Monday, October 09, 2017

A landscape before the US invaded

Freya Stark in Italy
"The great and almost only comfort about being a woman is that one can always pretend to be more stupid than one is and no-one is surprised." Freya Stark quoted in The New Yorker.

I thought I was immune to brainwashing because I'm a writer. And it may be that I am more tuned into how language is manipulated, jargon introduced as normal, how spin is engineered to be invisible. But in the early hours of the morning, during a rare night of insomnia, a travel memoir published in 1970 reminded me again how quickly images attach themselves to words, how quickly one view is replaced by another.

I was deep into Freya Stark's book, The Minaret of Djam - her account of an unorthodox journey to an isolated 12th century structure in a wild province of Afghanistan - and it's thrilling, in places beautiful, often thought provoking. She was in her mid 70s when she made this incredibly demanding trip and she allows herself the freedom of comment that comes with age. It is very easy to be with her, even though I am never likely to be so adventurous.

I so rarely suffer from insomnia that when I do it doesn't bother me - I decide to sleep during the day and enjoy the sounds of foxes outside.  So I keep going and am near the end of the book when I come across her description of "the wide pasture lands and climbing skylines of Helmand...." and in the last pages of the book, what she sees on the road towards Kabul and Kandahar.

"Caravans of firewood, and cows in long lines returning, moved beside us along a far-stretched avenue of pines; they were making for the city in the dusk."

Freya Stark
Helmand and Kandahar have never before been places of pasture and bazaars selling fine white shirts, in my mind. They are inextricably fused to helicopters and patrolling troops, drones and ambushes. And the next morning, I was so ridiculously grateful to Stark for this early hours revelation that I couldn't stop reading extracts to Mrisi. Listen to this, and this, and this.

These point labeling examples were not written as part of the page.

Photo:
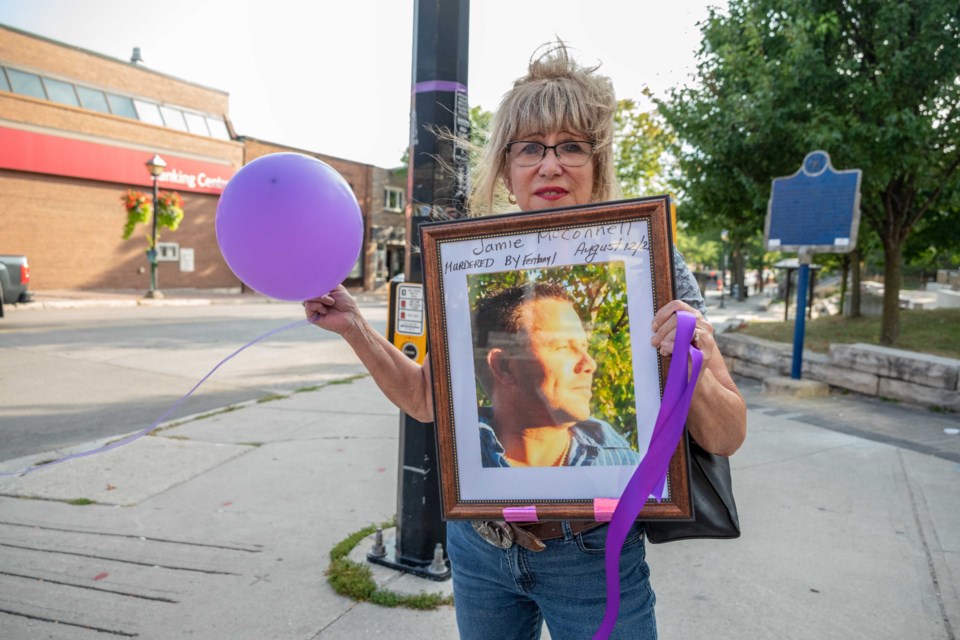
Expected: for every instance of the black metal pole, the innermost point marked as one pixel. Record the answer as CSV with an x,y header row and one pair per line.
x,y
435,192
152,255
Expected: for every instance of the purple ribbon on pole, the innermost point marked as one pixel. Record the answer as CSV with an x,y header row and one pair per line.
x,y
651,472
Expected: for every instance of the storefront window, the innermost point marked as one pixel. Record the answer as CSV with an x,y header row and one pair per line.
x,y
173,118
393,199
148,112
92,99
60,91
121,106
218,128
196,123
27,84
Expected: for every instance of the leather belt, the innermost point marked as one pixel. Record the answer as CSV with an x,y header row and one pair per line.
x,y
529,535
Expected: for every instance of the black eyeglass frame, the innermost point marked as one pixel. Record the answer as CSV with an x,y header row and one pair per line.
x,y
556,151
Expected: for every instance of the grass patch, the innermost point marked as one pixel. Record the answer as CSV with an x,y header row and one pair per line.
x,y
932,331
354,580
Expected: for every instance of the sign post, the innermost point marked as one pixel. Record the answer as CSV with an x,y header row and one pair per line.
x,y
815,210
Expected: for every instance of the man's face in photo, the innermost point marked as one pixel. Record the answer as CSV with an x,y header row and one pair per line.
x,y
556,367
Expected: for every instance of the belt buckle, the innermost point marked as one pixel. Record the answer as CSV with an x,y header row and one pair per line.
x,y
496,533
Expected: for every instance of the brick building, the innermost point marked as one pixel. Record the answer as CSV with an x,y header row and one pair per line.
x,y
76,129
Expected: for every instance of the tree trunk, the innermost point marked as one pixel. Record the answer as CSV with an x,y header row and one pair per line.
x,y
855,277
890,324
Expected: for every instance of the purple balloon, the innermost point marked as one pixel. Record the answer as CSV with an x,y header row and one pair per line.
x,y
289,226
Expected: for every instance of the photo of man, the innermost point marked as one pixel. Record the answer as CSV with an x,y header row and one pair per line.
x,y
533,362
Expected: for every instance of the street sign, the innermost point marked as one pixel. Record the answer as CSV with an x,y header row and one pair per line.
x,y
816,210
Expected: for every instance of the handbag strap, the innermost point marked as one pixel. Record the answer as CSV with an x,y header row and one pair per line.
x,y
667,430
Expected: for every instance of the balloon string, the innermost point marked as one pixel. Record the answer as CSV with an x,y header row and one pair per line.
x,y
143,432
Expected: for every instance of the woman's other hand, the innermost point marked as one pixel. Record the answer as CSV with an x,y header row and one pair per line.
x,y
337,311
665,330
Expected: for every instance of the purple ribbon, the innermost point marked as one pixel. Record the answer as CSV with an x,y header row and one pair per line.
x,y
156,423
651,472
439,85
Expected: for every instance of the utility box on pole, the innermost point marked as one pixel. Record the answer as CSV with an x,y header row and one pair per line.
x,y
437,187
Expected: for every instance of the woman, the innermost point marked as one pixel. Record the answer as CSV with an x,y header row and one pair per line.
x,y
550,146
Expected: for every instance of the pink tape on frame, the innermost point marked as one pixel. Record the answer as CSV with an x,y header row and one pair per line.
x,y
520,514
603,508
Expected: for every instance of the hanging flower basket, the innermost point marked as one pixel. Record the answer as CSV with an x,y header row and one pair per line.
x,y
139,208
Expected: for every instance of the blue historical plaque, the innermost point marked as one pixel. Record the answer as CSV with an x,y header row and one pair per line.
x,y
816,210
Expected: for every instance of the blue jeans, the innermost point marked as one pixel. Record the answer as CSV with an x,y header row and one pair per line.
x,y
507,594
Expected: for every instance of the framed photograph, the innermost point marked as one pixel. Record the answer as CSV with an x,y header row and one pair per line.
x,y
546,387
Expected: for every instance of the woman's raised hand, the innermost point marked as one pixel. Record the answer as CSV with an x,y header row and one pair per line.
x,y
337,311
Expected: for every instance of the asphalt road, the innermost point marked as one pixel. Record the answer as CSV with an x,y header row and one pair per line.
x,y
72,376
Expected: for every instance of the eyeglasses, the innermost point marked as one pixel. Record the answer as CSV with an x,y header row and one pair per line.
x,y
573,153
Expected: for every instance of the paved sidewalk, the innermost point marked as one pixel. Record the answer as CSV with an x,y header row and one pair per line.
x,y
220,528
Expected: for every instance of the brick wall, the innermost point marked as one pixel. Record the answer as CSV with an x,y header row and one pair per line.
x,y
57,59
70,230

I didn't set out to challenge my preconceptions about Afghanistan. Stark ambushed me, in the best possible way. And I am grateful for that experience, for the insomnia. I wonder, if I hadn't been so alone in the early hours, with just the foxes playing outside, if I'd have realised, with such force, the fragility of language.

Woman's Hour interview in 1976.

Saturday, October 07, 2017

What makes a biosphere?

Looking towards Brighton from Seven Sisters.
On my way to the allotment gate this morning a woman stopped me with a petition. Will I sign it - the council's changing the school catchment areas. Kids from the street I live in will have to travel beyond the next suburb and further east, almost into Kipling's former home of Rottingdean to get to school. Kids won't be able to walk to school or back home in winter because most of the way the road's isolated and unsafe. The bus service isn't bad, but how many parents will opt for driving their kids to school? More cars on the road....

Is it fair to suggest Brighton's problems are self-inflicted? And what turned it, despite those of us who moved here for its oddness, into a city obsessed with appearance, shopping and weekend tourism? While lending developers money to build the i-sore, the council allowed the rest of the seafront to decay, subside and erode. Far too late a campaign is trying to preserve the beautiful Madeira terraces which the council would probably rather demolish with the excuse they're too expensive to repair - an excuse you'd expect from a shark-developer but not a council with such a unique heritage. There used to be a 1930s saltwater outdoor pool near the marina. It was demolished. Now someone wants to build a new one.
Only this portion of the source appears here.